The method combines oligonucleotide libraries developed by Agilent with the Broad Institute of MIT and Harvard’s production scale sequencing expertise, creating a multiplexed technique to capture targets for sequencing from genomic DNA.
Recent advances in sequencing technology have increased the speed of data acquisition. However, without accompanying improvements in the ability to select relevant portions of the genome, i.e., specific exons or chromosomal regions, the technology cannot achieve its full potential in studying the relationships between genes and diseases.
Oligo Library Synthesis (OLS) provides, for the first time, great promise for eliminating this bottleneck by synthesizing custom mixtures of up to 55,000 different oligonucleotides, up to 200 bp in length, in a single tube.
“Agilent’s robust oligonucleotide synthesis capabilities enable us to make very long oligos,” said Yvonne Linney, Ph.D., vice president and general manager, Genomics at Agilent.
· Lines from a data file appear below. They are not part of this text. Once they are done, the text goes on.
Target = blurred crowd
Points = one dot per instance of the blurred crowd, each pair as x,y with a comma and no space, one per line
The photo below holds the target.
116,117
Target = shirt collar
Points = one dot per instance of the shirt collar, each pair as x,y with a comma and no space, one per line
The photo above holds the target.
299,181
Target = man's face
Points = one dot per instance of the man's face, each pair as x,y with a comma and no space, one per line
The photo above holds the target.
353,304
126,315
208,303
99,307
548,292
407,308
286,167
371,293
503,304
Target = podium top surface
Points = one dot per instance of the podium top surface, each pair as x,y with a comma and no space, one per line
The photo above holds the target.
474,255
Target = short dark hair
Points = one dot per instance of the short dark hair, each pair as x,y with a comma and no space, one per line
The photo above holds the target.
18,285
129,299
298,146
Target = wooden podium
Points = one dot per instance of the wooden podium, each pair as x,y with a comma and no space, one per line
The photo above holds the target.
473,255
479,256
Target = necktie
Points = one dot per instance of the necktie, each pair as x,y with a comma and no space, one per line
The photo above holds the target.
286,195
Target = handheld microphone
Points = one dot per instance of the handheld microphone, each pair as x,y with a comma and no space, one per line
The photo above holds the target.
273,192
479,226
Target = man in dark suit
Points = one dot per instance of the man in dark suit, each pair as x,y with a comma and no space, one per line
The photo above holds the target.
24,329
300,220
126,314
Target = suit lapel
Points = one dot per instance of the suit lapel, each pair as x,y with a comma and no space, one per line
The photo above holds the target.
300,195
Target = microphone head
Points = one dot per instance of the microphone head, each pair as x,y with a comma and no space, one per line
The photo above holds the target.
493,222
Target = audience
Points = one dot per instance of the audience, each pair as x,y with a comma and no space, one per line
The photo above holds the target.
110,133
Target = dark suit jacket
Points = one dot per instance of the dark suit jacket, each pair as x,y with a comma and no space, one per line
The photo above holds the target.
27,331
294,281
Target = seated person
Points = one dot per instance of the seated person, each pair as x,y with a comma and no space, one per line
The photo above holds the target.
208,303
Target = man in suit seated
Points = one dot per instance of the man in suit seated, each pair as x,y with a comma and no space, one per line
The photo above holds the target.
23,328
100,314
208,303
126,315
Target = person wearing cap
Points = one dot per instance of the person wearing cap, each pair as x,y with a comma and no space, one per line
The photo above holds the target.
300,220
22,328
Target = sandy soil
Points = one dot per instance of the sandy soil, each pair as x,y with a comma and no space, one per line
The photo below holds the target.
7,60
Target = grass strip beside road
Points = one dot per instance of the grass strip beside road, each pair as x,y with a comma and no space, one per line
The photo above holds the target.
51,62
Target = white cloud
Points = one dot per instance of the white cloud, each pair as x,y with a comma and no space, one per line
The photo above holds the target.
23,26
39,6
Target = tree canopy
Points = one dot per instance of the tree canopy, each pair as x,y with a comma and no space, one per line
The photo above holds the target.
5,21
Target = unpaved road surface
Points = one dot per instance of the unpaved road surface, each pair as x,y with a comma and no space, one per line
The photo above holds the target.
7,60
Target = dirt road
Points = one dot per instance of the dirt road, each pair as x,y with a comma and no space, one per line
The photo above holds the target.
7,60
“This, along with our greatly expanded portfolio of reagents, allows us to rapidly expand our footprint in genomics and life sciences in general. It’s extremely gratifying to see these combined capabilities, benefiting the research community in applications such as next-generation sequencing,”
At the AGBT meeting in Marco Island, Fla., Broad Institute researchers today presented findings that use OLS and next-generation sequencing to correctly identify several previously known somatic mutations and several new ones in certain tumor types.
“Our work with Agilent has allowed us to accelerate our development of these techniques,” said Chad Nusbaum, Ph.D., co-director of the Genome Sequencing and Analysis Program at the Broad Institute, lead investigator on this collaboration. “We prepare a labeled derivative of Agilent’s oligo libraries to use for direct capture of target sequences by hybridization. The method is highly multiplexed, with a simple, efficient and inexpensive laboratory process, thus overcoming the sample preparation bottleneck.”
The Broad Institute’s DNA sequencing group took advantage of the flexibility and quality of Agilent’s SurePrint inkjet oligonucleotide manufacturing technology. The institute is an early-access user of OLS, which Agilent plans to launch commercially later this year. The commercial offering will include bioreagents that will be compatible with a variety of next-generation sequencing platforms.